When going through a pregnancy, it is always good to have done your research on the kinds of food that will help against those that will have a detrimental effect on the process. While people will usually be concerned about the amounts of food they consume, one should not ignore that the type of food will also play a significant role in the entire fetal development phase. During the latter part of the pregnancy, when the growth of the baby is considerably accelerated, an expecting mother will usually require to consume around 300 extra calories a day in order for her body to generate the energy required. However, it is important to keep in mind that these calories should come from nutritious sources so it contributes to the development of the baby. Eating fish during a pregnancy is not necessarily a restriction, but one should be careful about the type of food they eat. On the whole, fish are a food source that is rich in proteins, omega 3 fatty acids and vitamin D – which all have their respective health benefits. However, most varieties of fish also contain traces of methylmercury, which is known to be rather harmful to the babies developing nervous system when ingested in high doses.

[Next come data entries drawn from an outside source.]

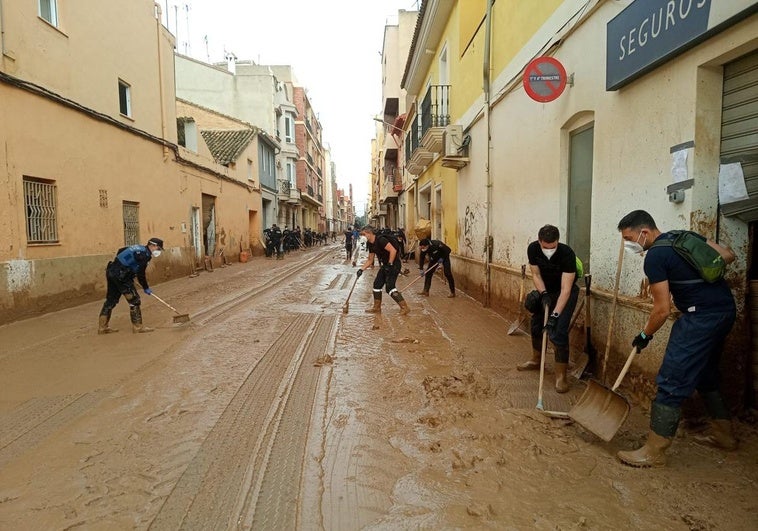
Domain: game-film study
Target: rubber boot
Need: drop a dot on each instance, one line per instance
(561, 383)
(137, 326)
(103, 327)
(398, 298)
(534, 363)
(377, 308)
(663, 423)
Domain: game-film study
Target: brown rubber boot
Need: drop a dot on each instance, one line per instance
(531, 365)
(377, 308)
(719, 435)
(561, 383)
(651, 454)
(103, 327)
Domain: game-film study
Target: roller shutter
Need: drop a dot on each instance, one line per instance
(739, 130)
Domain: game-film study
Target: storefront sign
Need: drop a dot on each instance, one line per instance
(650, 32)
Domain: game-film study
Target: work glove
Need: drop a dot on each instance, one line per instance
(641, 340)
(552, 322)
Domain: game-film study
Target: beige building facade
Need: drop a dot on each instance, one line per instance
(90, 159)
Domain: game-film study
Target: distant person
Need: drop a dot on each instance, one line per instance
(438, 253)
(386, 248)
(693, 351)
(130, 262)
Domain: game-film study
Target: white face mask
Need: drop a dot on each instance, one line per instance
(548, 252)
(635, 247)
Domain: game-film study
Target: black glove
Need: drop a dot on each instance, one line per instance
(641, 340)
(552, 321)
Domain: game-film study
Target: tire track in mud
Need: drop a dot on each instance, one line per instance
(221, 487)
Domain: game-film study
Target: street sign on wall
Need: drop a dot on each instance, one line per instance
(544, 79)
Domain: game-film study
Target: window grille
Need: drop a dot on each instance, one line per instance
(131, 223)
(40, 199)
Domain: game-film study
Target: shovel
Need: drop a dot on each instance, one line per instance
(346, 306)
(179, 317)
(520, 319)
(540, 405)
(601, 410)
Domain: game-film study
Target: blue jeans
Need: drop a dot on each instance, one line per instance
(692, 356)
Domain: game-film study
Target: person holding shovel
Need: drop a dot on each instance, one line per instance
(439, 253)
(387, 249)
(553, 266)
(691, 360)
(130, 262)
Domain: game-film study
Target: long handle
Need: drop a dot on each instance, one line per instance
(542, 360)
(422, 275)
(613, 308)
(626, 368)
(164, 303)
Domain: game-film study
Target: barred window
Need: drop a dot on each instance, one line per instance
(131, 223)
(41, 202)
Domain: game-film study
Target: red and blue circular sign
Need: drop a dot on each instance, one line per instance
(544, 79)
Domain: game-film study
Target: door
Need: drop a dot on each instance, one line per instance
(580, 193)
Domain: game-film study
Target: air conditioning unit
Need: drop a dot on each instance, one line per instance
(453, 140)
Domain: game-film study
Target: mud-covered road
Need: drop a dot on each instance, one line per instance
(273, 409)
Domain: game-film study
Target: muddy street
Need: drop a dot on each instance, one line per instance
(273, 409)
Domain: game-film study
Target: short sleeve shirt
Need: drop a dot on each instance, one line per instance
(663, 263)
(552, 269)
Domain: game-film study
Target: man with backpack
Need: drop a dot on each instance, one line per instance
(385, 247)
(691, 360)
(553, 266)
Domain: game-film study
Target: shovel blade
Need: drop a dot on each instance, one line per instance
(600, 410)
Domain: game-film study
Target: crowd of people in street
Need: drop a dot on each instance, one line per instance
(692, 353)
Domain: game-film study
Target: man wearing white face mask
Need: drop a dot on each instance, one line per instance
(553, 266)
(697, 337)
(130, 262)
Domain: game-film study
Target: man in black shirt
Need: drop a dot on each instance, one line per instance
(437, 252)
(386, 248)
(553, 266)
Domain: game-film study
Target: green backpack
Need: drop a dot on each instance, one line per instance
(709, 264)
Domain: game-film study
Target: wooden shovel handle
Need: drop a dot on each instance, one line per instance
(626, 368)
(613, 308)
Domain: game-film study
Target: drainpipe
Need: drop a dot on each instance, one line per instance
(488, 202)
(158, 24)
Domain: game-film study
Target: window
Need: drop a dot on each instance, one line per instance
(289, 127)
(41, 202)
(131, 223)
(124, 98)
(48, 10)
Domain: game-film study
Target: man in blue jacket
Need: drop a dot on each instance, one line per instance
(130, 262)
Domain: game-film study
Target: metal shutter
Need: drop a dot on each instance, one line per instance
(739, 130)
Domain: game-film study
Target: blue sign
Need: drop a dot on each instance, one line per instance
(650, 32)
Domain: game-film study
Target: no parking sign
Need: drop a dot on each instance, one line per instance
(544, 79)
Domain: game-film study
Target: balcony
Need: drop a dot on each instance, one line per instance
(435, 116)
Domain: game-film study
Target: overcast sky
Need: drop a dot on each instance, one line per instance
(334, 47)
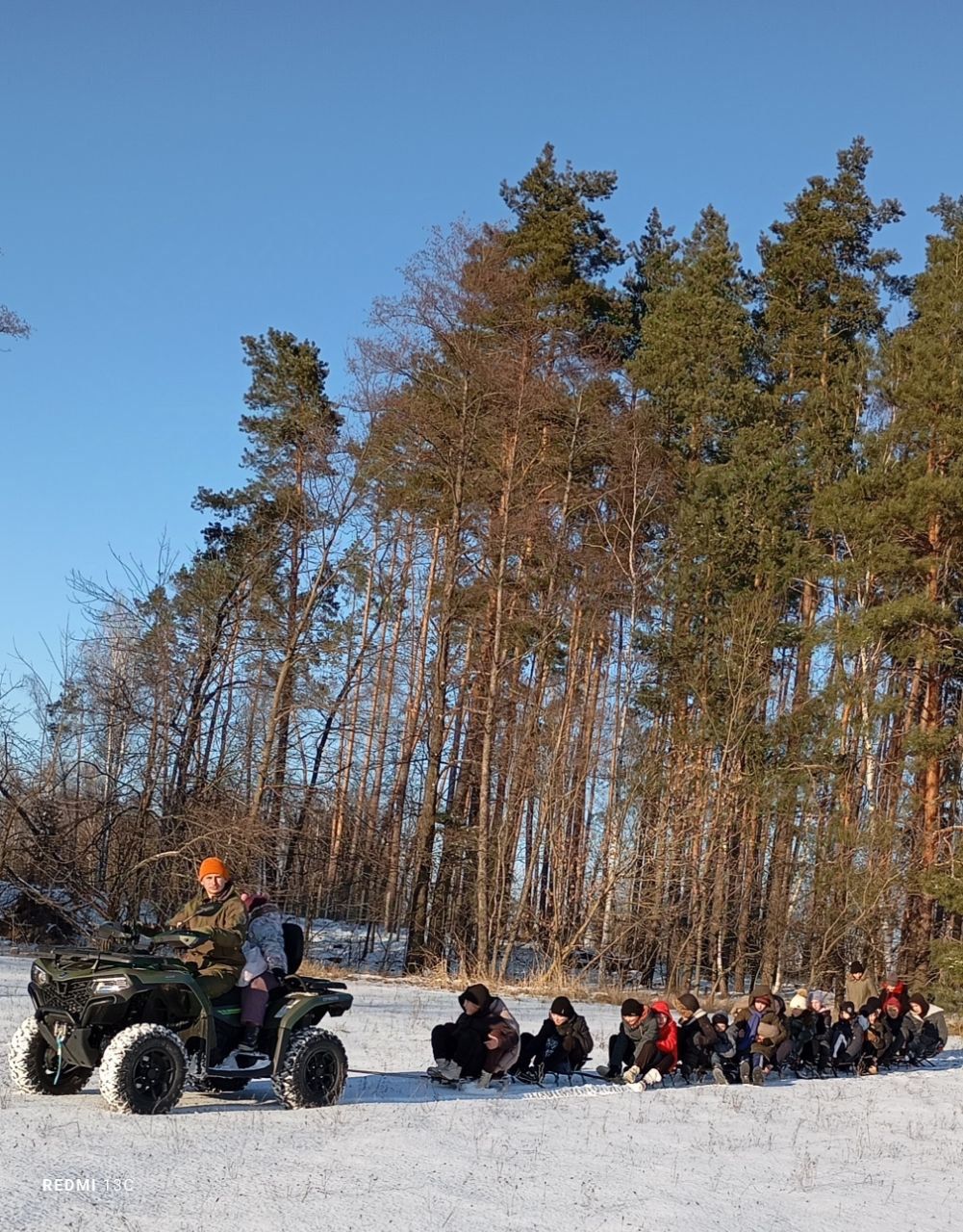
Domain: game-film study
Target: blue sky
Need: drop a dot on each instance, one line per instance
(179, 174)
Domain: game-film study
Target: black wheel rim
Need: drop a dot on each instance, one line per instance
(154, 1074)
(320, 1072)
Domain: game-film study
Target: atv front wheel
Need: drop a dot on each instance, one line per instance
(143, 1070)
(313, 1072)
(34, 1065)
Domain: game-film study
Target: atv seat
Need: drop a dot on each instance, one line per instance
(293, 945)
(231, 999)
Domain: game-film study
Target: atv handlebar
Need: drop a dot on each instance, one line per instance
(184, 937)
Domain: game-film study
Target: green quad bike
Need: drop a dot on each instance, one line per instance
(146, 1023)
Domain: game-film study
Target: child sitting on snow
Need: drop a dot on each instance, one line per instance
(561, 1047)
(925, 1026)
(696, 1038)
(637, 1029)
(482, 1043)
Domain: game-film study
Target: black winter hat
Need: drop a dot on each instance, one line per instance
(478, 994)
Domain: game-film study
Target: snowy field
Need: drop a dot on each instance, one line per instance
(400, 1153)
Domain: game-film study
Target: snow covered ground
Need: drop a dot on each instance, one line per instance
(400, 1153)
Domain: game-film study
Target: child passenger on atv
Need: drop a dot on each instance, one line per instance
(218, 911)
(561, 1047)
(480, 1043)
(265, 964)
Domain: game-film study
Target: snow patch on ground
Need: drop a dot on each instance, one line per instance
(401, 1153)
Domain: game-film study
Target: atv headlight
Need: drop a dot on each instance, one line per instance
(111, 985)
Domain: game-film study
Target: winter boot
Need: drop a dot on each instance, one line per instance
(249, 1040)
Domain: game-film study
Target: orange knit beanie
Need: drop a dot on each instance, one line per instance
(212, 865)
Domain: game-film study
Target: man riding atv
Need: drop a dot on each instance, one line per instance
(152, 1023)
(220, 913)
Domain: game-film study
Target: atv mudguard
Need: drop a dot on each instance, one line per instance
(307, 1009)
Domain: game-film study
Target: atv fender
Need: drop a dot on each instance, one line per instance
(303, 1009)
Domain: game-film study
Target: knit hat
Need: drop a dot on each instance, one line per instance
(478, 994)
(562, 1006)
(212, 866)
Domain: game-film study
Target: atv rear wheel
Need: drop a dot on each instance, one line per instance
(313, 1072)
(143, 1070)
(34, 1065)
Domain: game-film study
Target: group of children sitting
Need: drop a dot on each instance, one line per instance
(762, 1038)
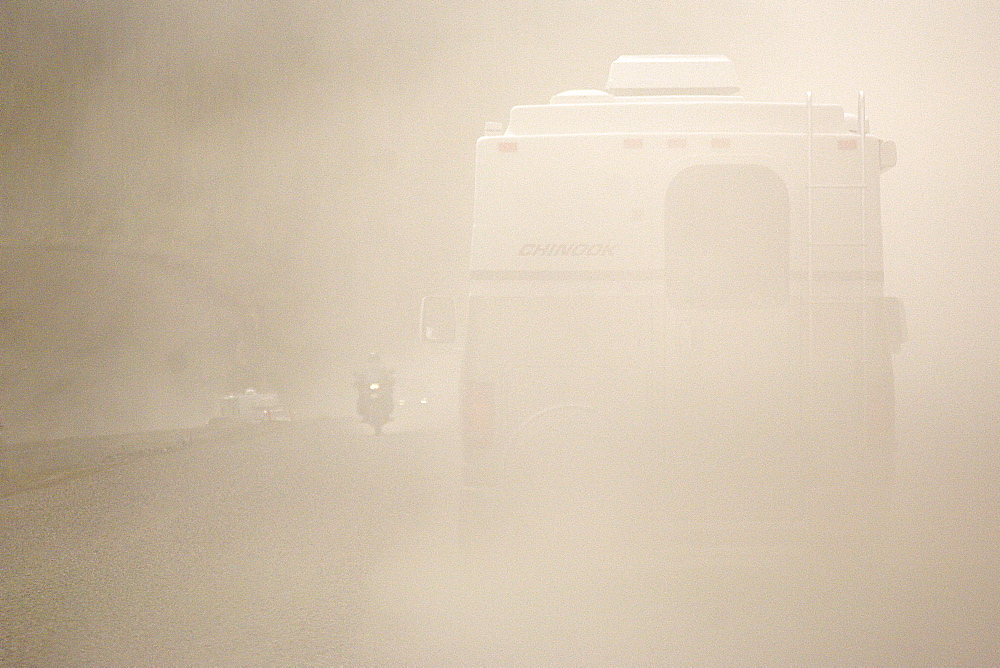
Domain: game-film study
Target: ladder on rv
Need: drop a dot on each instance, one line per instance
(835, 296)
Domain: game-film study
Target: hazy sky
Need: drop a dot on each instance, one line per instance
(332, 143)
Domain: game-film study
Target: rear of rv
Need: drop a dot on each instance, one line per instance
(667, 272)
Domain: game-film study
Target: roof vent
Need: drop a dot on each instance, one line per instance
(672, 75)
(581, 97)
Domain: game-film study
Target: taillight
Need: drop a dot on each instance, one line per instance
(477, 414)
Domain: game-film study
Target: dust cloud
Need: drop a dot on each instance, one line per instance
(197, 197)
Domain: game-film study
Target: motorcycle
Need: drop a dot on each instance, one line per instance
(375, 403)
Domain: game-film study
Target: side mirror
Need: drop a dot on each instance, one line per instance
(437, 319)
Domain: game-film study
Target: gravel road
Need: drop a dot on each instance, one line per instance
(321, 545)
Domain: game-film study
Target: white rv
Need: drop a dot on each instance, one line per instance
(670, 263)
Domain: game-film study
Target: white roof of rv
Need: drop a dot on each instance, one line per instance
(672, 73)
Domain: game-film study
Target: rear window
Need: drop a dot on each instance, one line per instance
(726, 236)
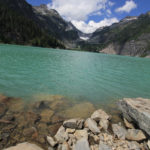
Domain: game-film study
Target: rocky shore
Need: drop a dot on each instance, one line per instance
(97, 132)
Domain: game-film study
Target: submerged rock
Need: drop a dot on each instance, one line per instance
(137, 110)
(119, 131)
(61, 136)
(135, 135)
(24, 146)
(77, 111)
(74, 123)
(99, 115)
(46, 115)
(92, 125)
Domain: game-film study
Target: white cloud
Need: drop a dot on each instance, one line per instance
(92, 26)
(111, 3)
(127, 7)
(77, 9)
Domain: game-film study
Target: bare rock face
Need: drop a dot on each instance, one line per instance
(135, 135)
(99, 115)
(119, 131)
(92, 125)
(51, 141)
(61, 136)
(137, 110)
(82, 144)
(24, 146)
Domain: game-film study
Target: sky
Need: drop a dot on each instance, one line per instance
(89, 15)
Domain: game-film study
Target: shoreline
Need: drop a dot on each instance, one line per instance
(42, 126)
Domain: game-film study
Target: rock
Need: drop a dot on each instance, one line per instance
(50, 148)
(29, 131)
(51, 141)
(82, 144)
(77, 111)
(148, 144)
(100, 114)
(119, 131)
(65, 146)
(61, 136)
(24, 146)
(74, 123)
(92, 125)
(135, 135)
(104, 147)
(94, 147)
(81, 134)
(133, 145)
(137, 110)
(68, 130)
(46, 114)
(104, 124)
(127, 124)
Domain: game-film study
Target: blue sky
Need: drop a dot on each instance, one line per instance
(88, 15)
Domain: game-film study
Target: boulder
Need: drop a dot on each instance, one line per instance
(61, 136)
(70, 131)
(148, 144)
(119, 131)
(100, 114)
(104, 124)
(74, 123)
(134, 145)
(65, 146)
(81, 134)
(24, 146)
(104, 147)
(82, 144)
(51, 141)
(128, 124)
(92, 125)
(137, 110)
(135, 135)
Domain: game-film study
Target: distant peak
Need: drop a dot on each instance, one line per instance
(129, 18)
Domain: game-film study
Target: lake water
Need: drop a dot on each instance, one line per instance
(98, 78)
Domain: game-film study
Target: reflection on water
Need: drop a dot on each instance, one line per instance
(80, 76)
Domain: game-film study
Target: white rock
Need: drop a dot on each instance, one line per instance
(148, 144)
(51, 141)
(100, 114)
(82, 144)
(128, 124)
(119, 131)
(65, 146)
(135, 135)
(81, 134)
(104, 147)
(104, 124)
(74, 123)
(24, 146)
(68, 130)
(61, 136)
(92, 125)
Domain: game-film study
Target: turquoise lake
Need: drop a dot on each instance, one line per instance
(98, 78)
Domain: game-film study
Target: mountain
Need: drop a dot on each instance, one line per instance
(20, 23)
(131, 36)
(51, 21)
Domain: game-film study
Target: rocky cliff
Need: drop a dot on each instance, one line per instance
(131, 36)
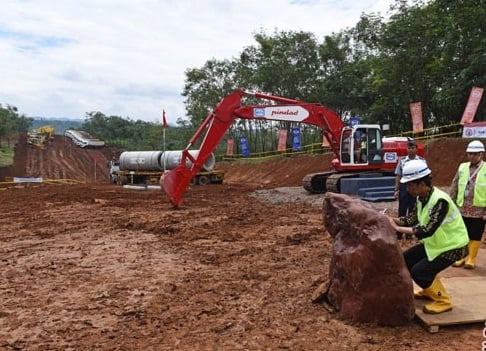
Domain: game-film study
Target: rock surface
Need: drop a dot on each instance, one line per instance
(368, 278)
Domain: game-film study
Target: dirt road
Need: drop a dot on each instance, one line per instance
(98, 267)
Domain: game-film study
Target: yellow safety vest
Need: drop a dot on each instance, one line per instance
(451, 234)
(479, 199)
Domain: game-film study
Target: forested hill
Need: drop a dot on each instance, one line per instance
(60, 124)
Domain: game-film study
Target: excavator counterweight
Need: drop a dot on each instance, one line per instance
(358, 149)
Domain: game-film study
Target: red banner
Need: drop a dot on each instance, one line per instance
(229, 146)
(472, 105)
(325, 143)
(164, 121)
(416, 112)
(282, 140)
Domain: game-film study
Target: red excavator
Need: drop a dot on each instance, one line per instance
(359, 149)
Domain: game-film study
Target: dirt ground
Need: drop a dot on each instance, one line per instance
(99, 267)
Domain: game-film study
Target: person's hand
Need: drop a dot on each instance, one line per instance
(393, 223)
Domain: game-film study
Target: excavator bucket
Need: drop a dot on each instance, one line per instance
(175, 183)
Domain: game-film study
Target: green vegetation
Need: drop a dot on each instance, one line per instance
(6, 156)
(430, 52)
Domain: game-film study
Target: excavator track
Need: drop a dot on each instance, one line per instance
(316, 182)
(320, 183)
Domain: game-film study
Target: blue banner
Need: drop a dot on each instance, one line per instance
(296, 139)
(245, 151)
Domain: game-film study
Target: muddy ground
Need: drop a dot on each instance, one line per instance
(99, 267)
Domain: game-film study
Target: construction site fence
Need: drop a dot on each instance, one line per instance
(436, 132)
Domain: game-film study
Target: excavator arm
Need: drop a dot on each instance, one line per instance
(176, 181)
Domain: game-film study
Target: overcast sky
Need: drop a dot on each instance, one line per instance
(64, 58)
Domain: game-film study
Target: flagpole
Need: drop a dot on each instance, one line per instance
(164, 125)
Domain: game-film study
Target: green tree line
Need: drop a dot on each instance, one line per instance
(431, 52)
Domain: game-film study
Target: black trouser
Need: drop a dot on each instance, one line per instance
(475, 228)
(422, 270)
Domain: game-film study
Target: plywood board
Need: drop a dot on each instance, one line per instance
(469, 304)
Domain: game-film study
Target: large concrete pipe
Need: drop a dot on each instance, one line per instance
(141, 161)
(158, 160)
(171, 159)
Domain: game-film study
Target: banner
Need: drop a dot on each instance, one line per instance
(472, 105)
(474, 130)
(296, 139)
(164, 121)
(325, 143)
(354, 121)
(229, 146)
(416, 112)
(245, 151)
(282, 140)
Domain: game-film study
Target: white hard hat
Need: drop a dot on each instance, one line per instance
(413, 170)
(475, 146)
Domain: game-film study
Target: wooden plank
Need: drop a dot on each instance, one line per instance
(468, 304)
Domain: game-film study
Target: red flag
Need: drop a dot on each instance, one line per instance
(416, 112)
(164, 121)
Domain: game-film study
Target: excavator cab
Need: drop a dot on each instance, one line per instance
(361, 145)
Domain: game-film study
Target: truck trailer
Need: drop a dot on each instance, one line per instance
(146, 167)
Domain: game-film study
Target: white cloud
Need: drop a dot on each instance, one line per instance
(128, 58)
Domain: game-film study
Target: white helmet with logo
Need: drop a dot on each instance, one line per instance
(475, 146)
(413, 170)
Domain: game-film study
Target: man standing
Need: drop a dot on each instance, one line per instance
(468, 190)
(405, 200)
(437, 223)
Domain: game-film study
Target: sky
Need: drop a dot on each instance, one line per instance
(66, 58)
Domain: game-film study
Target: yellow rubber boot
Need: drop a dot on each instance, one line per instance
(442, 302)
(421, 295)
(473, 253)
(462, 261)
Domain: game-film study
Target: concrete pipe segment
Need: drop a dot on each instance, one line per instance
(159, 160)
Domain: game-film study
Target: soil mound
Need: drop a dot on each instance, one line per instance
(61, 159)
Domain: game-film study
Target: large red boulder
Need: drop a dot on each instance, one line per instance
(368, 278)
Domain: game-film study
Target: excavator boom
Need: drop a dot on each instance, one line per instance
(176, 181)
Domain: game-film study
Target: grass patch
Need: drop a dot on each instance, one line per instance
(6, 156)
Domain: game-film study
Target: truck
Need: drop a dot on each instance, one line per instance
(41, 136)
(359, 149)
(147, 167)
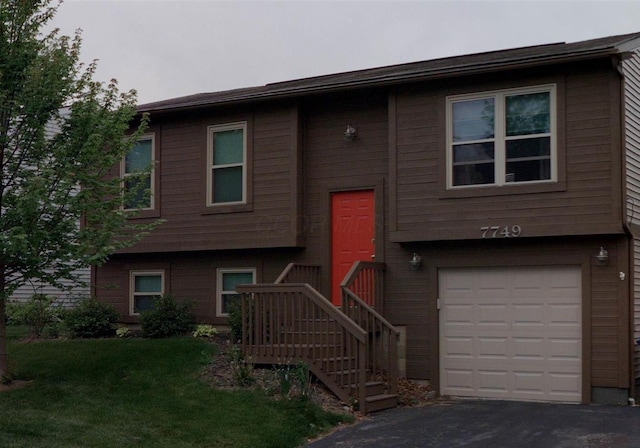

Experts maintain that an intake of a maximum of 6 to 12 ounces of light ‘canned’ tuna and other cooked fish is acceptable. Some of the varieties of fish that pose no considerable danger include farmed trout, cod, haddock, sardines, herrings and crab. The varieties of seafood that must be avoided at all costs include swordfish, shark, marlin, king mackerel and northern pike amongst many others. It is also important to remember that deli meals have been known to be contaminated with listeria, which is a known aggravator of miscarriages. Listeria has the ability to cross over the placenta and infect the baby, thereby leading to an infection or even blood poisoning. Listeria is also present in unpasteurized milk – therefore making it another food source that should be stringently avoided at all costs. Studies have also shown that while a moderate consumption of caffeine is alright, any excessive intake could play a significant role in a miscarriage. As a result, most expecting mothers are usually instructed by their doctor to avoid caffeine during the first trimester in order to reduce the likelihood of a miscarriage. Alcohol must be avoided at all costs as any prenatal exposure of he baby to alcohol can interfere with the development of the baby.